The next, main course, hit me right between the eyes, the high point of the dinner: veal scaloppini with an EWSB truffle sauce, braised red cabbage, and spatzel. I got one whiff of it -- rich nutty meat, delicately measured bourbon and hint of earthy truffle -- and asked the waitress if I could please skip the wine -- a cabernet I just wasn't warming to -- for this course and get a pint of the Bluegrass Brewing Nut Brown Ale I'd seen on tap in the lounge. She brought it, and it was a magnificent match for the hot veal and sauce. I was in heaven. Dessert brought apple strudel and whiskey sauce, which was even better with a little more of that 127 proof Parker's.

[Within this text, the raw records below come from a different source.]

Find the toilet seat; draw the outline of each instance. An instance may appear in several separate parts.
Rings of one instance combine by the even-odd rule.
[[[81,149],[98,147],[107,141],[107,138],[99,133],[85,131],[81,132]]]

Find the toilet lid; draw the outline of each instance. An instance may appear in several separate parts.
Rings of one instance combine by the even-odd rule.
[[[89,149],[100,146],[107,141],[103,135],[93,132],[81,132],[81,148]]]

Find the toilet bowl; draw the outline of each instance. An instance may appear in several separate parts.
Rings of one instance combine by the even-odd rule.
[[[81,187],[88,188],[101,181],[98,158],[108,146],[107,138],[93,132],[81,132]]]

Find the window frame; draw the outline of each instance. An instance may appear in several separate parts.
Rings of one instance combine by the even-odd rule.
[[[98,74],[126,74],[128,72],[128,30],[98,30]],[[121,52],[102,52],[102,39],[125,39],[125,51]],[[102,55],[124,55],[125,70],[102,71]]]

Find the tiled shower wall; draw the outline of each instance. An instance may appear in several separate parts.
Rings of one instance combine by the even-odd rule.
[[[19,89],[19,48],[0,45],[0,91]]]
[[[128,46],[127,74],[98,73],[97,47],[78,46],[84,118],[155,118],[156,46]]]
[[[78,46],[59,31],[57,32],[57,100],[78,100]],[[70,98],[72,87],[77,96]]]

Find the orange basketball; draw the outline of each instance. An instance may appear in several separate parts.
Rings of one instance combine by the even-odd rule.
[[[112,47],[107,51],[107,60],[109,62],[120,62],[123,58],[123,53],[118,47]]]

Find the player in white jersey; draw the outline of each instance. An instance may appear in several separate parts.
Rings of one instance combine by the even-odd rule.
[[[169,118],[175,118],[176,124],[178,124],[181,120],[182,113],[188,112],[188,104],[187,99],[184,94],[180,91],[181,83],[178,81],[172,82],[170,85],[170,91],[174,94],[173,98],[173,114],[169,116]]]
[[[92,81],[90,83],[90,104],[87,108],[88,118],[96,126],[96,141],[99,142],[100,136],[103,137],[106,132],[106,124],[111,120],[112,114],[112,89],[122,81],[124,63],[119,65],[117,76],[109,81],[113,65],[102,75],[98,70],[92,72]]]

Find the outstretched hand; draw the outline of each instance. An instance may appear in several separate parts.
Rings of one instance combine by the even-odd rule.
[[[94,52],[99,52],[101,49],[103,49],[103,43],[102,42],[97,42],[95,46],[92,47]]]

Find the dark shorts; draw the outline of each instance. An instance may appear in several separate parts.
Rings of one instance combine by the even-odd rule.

After sitting around making fun of each other for a while, we went back to the hotel, where we settled down in the hospitality suite, and, believe it or not, sang. Gary Regan had us laughing ourselves sick with a full-motion version of "O'Reilly's Daughter," I sang the old Phil Harris chestnut "The Preacher and the Bear," and Sullivan was quite moving with a quiet, heartfelt rendition of John Prine's "Sam Stone," looking just like an old Irish pub singer...or, well, how I imagine that would look. I also made everyone try some Hpnotiq, the blue tropical fruit juice and cognac ... stuff Heaven Hill imports. I'd never tried it, and I was damned if I was going to be all alone. Well, it tasted mostly like fruit juice, tropical fruit juice, but perked up right nice when I tipped some bourbon in it. Finally around 1:30 we called it a night. I'm sorry there are no pictures, but it's probably for the best.